Mucho se ha dicho y escrito en torno a la legalización de la marihuana, a favor y en contra, pero hay ejemplos forzados que no ayudan a comprender la magnitud de las consecuencias sociales de este consumo, mientras que otros son ocultados.
El primer intento de analogía es el de comparar la prohibición del consumo de drogas con la aplicación de la llamada "Ley Seca" en Estados Unidos, cuando estuvo vedado el alcohol. A mi juicio, es una comparación forzada, ya que el consumo generalizado de alcohol es parte de la cultura occidental desde hace milenios, forma parte habitual de las celebraciones, encuentros sociales e incluso tiene un simbolismo claro en el cristianismo. No ocurre lo mismo con las drogas: supongo que son pocos los que reciben la Navidad o festejan un casamiento repartiendo cigarros de marihuana o aspirando líneas de cocaína. El prohibicionismo en los Estados Unidos atacó un elemento masivo de consumo, y de allí gran parte de su fracaso.
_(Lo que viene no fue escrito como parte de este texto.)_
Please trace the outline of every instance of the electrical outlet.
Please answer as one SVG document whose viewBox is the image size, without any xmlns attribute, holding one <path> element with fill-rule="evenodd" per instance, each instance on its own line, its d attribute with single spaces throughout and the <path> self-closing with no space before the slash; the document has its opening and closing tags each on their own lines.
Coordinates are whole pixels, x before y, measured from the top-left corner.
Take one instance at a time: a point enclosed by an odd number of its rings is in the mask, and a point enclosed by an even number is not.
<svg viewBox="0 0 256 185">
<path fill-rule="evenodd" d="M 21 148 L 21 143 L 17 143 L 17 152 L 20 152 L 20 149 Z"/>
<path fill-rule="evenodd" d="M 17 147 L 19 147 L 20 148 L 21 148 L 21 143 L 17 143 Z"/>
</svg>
El gran ejemplo de consumo libre de drogas que nunca mencionan los partidarios de la liberalización fue la China imperial, cuando como consecuencia de la primera guerra del opio (1839-1842), esta milenaria nación se vio obligada a abrir las puertas a los importadores británicos que llevaban este producto desde la India. Los resultados fueron devastadores en todos los sectores de la sociedad, multiplicándose la cantidad de adictos que sobrevivían bajo los efectos de este narcótico. No sólo el consumo de opio estaba prohibido en Gran Bretaña, sino que tampoco podían consumirlo los europeos residentes en los puertos comerciales de China. En 1858, Karl Marx escribió en el New York Daily Tribune el artículo Free Trade and Monopoly, en el que se refirió a la venta de opio como free trade in poison ("comercio libre en veneno"). Lo que comenzó en el siglo XVII como un entretenimiento de los sectores altos, se expandió en los siglos XIX y XX hacia los campesinos en la costa y el interior del país como una sustancia que permitía sobrellevar el hambre, generando adictos en hombres y mujeres, adultos y niños, debilitando sus cuerpos y mentes, así como reducía sus años de vida.
Timothy Brook y Bob Tadashi Wakabayashi, compiladores del libro Opium Regimes: China, Britain, and Japan, 1839-1952 (Berkeley, University of California Press, 2000), señalan que los invasores japoneses continuaron e intensificaron el comercio del opio en China, ya que era una fuente de ingresos que permitía financiar las operaciones militares en el continente asiático. Era tan notorio que perjudicaba físicamente a los chinos, que los estudiantes universitarios protestaron por este tráfico, reclamando al gobierno quisling de Wang Jingwei que prohibiera el opio y sus derivados. El otro régimen títere, el de Manchukuo, recibía la sexta parte de sus ingresos por la producción de opio, de acuerdo al testimonio del propio emperador Pü Yi. Conocedores de los resultados devastadores en sus enemigos, los japoneses no dudaron en fomentar el consumo de opio entre los pueblos que buscaban dominar.
Los amantes de las abstracciones podrán argüir en el aire, en sus humaredas intelectuales, diciéndonos qué quieren creer que va a ocurrir; pero sería una deshonestidad dejar de lado el ejemplo histórico de Asia Oriental, en donde ya se experimentó con seres humanos con severas consecuencias.